Crítica del juicio
Este libro es una preparación para la vida en soledad; o, más exactamente, su justificación razonada y, a la vez, pasional. Sin embargo, en medio de su aciago ascetismo anida también una piedad sin falsa bonhomía, una piedad que se expresa en voz alta y a menudo airadamente, pero que no deja de ser piedad. Huyendo de la humanidad, Quignard se pone sin embargo a leerla, y a escribir sin pausa sobre ella. Lee a todos los autores que puede, de manera crítica, sí —a veces exasperada—, pero jamás de mala fe.

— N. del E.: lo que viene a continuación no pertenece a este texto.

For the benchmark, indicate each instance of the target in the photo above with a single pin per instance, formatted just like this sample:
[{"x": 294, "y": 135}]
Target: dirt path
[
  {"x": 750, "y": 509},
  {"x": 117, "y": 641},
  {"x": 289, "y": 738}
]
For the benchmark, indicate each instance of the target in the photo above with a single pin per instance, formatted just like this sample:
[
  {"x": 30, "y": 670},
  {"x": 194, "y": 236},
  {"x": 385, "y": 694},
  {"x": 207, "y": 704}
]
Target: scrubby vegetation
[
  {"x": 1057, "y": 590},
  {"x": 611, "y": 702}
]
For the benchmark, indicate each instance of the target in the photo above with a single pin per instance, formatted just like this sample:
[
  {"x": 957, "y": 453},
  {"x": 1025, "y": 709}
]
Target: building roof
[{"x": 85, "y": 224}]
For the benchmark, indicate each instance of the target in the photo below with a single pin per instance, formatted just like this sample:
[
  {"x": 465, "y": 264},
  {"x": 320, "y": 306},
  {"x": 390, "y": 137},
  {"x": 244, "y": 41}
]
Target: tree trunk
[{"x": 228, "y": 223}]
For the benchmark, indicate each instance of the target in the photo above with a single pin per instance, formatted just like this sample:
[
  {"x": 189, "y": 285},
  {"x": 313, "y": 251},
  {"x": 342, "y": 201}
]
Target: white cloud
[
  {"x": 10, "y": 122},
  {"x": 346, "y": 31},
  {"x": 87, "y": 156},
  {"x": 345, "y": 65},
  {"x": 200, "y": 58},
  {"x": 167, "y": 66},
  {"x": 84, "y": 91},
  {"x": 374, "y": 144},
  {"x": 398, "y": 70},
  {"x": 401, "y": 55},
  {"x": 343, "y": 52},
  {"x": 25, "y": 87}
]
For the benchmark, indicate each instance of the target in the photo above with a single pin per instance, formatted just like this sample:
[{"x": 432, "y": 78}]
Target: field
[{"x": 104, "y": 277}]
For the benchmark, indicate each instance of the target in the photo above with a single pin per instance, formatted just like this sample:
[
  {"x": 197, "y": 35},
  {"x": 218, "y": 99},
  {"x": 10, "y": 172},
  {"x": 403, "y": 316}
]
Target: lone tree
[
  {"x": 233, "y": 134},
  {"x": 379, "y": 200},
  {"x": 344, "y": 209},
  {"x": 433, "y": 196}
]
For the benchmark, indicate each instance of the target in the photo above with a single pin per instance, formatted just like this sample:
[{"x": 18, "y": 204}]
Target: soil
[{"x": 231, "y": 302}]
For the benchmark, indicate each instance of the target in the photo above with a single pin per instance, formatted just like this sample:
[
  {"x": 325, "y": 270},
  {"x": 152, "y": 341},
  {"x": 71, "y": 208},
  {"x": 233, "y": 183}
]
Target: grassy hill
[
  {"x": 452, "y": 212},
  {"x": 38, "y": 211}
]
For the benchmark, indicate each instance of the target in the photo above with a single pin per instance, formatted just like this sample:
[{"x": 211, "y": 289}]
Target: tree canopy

Porque leer es para él «asentir, con cierta angustia, totalmente, a otro sentir». He aquí su única confianza en el destino humano. «Ya nada juzgo», dice, porque en cada juicio se afirma la fidelidad al grupo, al consenso y al status quo; porque detrás de cada juicio se esconde una sentencia de muerte.
Se entiende así que este libro, cuyo título repite uno de Kant, sea lo contrario de la filosofía de Kant. Y no sólo en cuanto actitud. Aquí, como en la lengua griega de los evangelios, «crítica del juicio significa crítica de la crítica». A tal grado que Quignard declara: «Ya no hay punto de vista en mi visión». Esto acaso dé cuenta de por qué este libro está compuesto de reflexiones sueltas, aunque no inconexas, y de por qué en 1994 Quignard renunció no sólo a la prestigiosa editorial Gallimard sino, en general, a todo lo que implicara juzgar o participar en una institución. Quignard deja de juzgar para dedicarse a pensar, a escribir, a crear. Ésta es su soledad. Ésta es su libertad. Acaso la única posible.